Top Financial Uncertainties Stem from Travel and Expenses

new survey of 500 senior finance professionals across the UK and US exposes the underlying issues faced by businesses when it comes to calculating the financial return of corporate travel and expense spend. Identified as the biggest variable cost to a company (26.8%), closely followed by people costs such as salaries (25.8%), the research also shows that 60% of companies aren’t able to link their business travel and expense spend to revenue data.

Commercial teams spend the most but ROI not visible

Though variable, uncontrollable costs can hamper business growth, with almost half of respondents revealing that they don’t understand the ROI of business travel and expense spend, therefore declaring it the most unpredictable cost (39%) rather than a positive visible revenue generator.

Furthermore, 70% of organisations lack the insight to forecast travel and expense spend accurately – and nearly half don’t have full visibility of the ROI it brings in. Despite 60% of those surveyed recognising that investment in business travel is essential to business growth. When you consider that commercial teams (sales, marketing and customer success) account for 80% of business travel and expense spend, finance leaders need a way to justify business travel as an enabler for growth.

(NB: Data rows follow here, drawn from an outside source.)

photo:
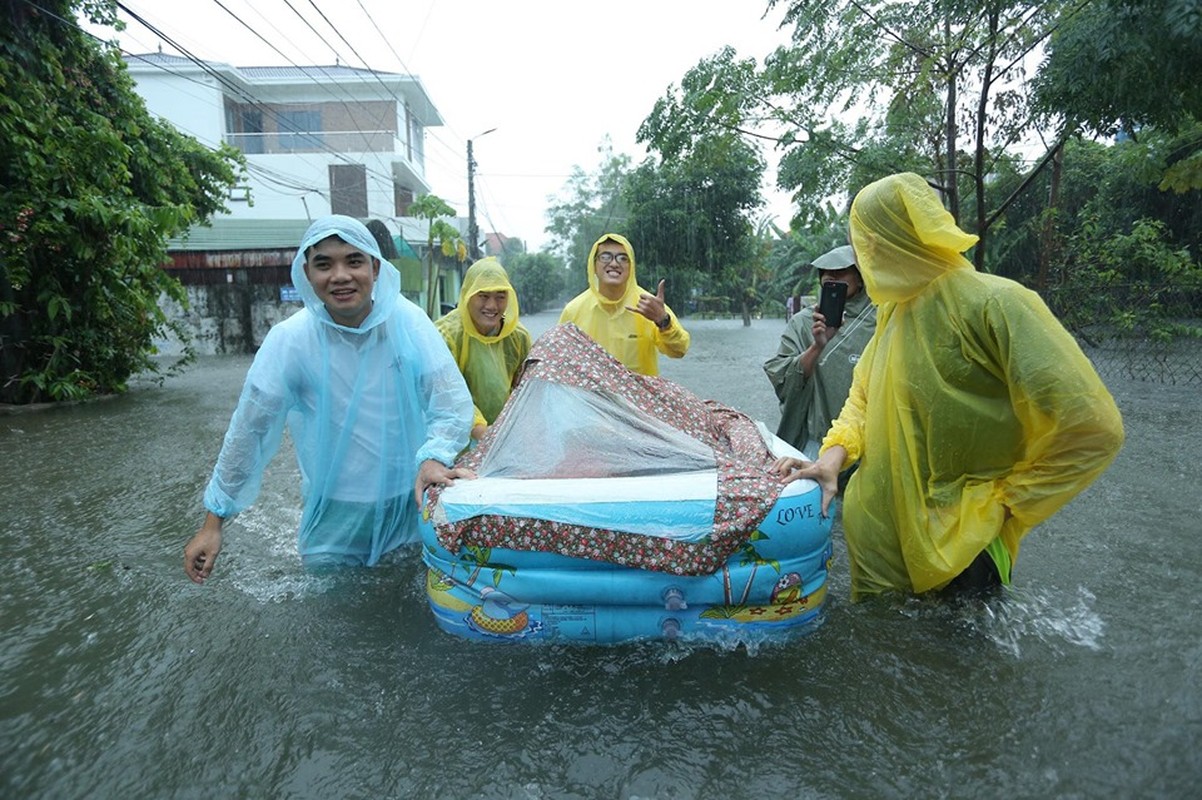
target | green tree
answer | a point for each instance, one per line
(537, 278)
(589, 206)
(691, 208)
(1118, 65)
(450, 242)
(93, 185)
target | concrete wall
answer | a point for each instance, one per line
(226, 318)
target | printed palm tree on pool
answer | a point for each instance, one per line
(480, 557)
(748, 557)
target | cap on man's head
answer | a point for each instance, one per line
(838, 258)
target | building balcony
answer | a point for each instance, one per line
(280, 143)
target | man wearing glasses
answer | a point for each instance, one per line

The paradox of travel bans

The lack of ability to forecast underlines the 48% of respondents who reported that their company had implemented a company-wide travel ban. 73% think that travel bans would be a thing of the past if they could better forecast business travel and expense spend.

“It’s clear that many companies feel they don’t have the necessary handle on travel and expense spend, though this is through no fault of their own. To date, lack of acceptance on the use of siloed systems and processes, using disparate historical data that is unable to provide actionable insights. This is why travel bans are still happening, which in turn, actually restricts business growth by limiting commercial teams’ ability to close business,” said Manoj Ganapathy, Founder & CEO of SalesTrip.

“If organisations were able to better manage, track and forecast spend according to business activity or purpose, business leaders will be able to evidence travel as revenue-generating. In turn not only would travel bans become a thing of the past, but corporate travel would be widely considered as an enabler of business growth rather than a necessary evil,” concluded Ganapathy.

For the majority of organisations, expense tracking is also an admin-intensive process. 70% of finance teams spend more than one day per month, tracking business travel and expenses, and nearly half (43%) spend more than two days per month. Only 13% of mid-market companies (101-5000 employees) say that their finance teams could collate expense spend within 24 hours.

Finance leaders underserved by current technologies

When asked what organisations most wanted from their travel and expense system, survey respondents provided the following wish list: help with annual budgeting, insight into profitability per client, visibility of cost per sale, and calculation of ROI against spend.

The same research shows that 40% of organisations have seen a slowdown in their sales pipeline since Brexit, with a further 32% remaining static. In the run up to a potential Brexit, 62% foresee a need to cut back on company costs such as business travel, making the case for better visibility of spend more important than ever.